"What is all this about?" he demanded as he stepped out. At the sound of his authoritative voice the cowards took to their heels, and Bert emerged from their midst with a bleeding face and torn clothing.
"What have they done to you? Let me see," said the doctor, in sharp but not unkindly tones. "Why do you go with such boys as those? You did something to provoke them, I suppose?"
"I only told them to move on because my sister was asleep, and I did not want them to wake her," said Bert.
"Ah, and they did not choose to be commanded by you?" said the doctor. "Well, I advise you to be more diplomatic the next time you hold parley with the enemy. But now wash the blood from your face, and I'll put a piece of plaster over that cut for you. Oh, you live here, do you? So, I see it is your sister I am attending."
Bert wondered that the doctor should not know him again.

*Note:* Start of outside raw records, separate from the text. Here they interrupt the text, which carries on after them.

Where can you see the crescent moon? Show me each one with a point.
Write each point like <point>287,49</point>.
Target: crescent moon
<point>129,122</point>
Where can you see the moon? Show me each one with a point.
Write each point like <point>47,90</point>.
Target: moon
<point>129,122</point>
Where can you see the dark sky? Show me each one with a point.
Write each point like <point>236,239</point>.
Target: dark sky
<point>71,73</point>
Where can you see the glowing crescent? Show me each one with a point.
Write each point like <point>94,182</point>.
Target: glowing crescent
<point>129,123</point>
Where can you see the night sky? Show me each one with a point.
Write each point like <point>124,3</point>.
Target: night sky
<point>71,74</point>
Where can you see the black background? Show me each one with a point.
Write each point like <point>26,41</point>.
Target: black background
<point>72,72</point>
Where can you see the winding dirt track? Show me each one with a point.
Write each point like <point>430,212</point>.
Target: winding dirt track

He followed him down the dirty steps of the area. In a few minutes Bert's face was dressed, and the doctor turned his attention to the sleeping child, whom the noises without had failed to rouse.

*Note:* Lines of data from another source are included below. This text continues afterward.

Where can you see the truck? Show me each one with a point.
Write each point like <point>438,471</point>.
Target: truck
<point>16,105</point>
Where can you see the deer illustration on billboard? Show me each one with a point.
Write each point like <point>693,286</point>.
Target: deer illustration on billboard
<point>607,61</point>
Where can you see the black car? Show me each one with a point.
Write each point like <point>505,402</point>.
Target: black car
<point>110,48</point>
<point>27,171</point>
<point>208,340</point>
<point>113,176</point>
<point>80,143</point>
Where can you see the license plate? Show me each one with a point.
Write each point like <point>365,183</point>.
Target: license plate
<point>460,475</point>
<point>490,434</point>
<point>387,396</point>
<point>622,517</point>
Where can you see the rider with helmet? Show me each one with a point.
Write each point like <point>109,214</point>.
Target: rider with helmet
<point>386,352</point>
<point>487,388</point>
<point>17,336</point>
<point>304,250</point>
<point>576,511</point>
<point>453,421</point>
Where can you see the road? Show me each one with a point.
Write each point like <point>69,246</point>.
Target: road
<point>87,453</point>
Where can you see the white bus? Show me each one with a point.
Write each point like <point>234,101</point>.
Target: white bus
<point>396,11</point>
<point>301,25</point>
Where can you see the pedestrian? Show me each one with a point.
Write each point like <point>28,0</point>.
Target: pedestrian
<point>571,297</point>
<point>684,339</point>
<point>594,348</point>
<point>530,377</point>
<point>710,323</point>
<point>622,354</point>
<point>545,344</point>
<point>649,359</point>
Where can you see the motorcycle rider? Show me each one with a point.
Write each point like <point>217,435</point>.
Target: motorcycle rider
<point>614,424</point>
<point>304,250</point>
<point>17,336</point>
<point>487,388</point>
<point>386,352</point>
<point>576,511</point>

"Please, sir, is she better?" asked Bert anxiously.
"She is," said the doctor decidedly, when he had made his examination, only partially waking the girl in doing so; "she really is better."

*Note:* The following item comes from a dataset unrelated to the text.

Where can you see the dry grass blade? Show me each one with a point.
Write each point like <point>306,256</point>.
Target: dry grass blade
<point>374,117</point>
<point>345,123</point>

"Then you don't think, sir, that she will die?" said Bert.
"Die! What put that into your head? No, if only—" he paused, and glanced round the dismal room with rather a hopeless expression—"if only she could have good air and good food, I should say she might do well. What she wants is to be sent into the country as soon as she is a little better."
Bert's face fell. The country seemed to him as far-away as heaven. If Prin's recovery depended on her going there, the chances were sorely against her.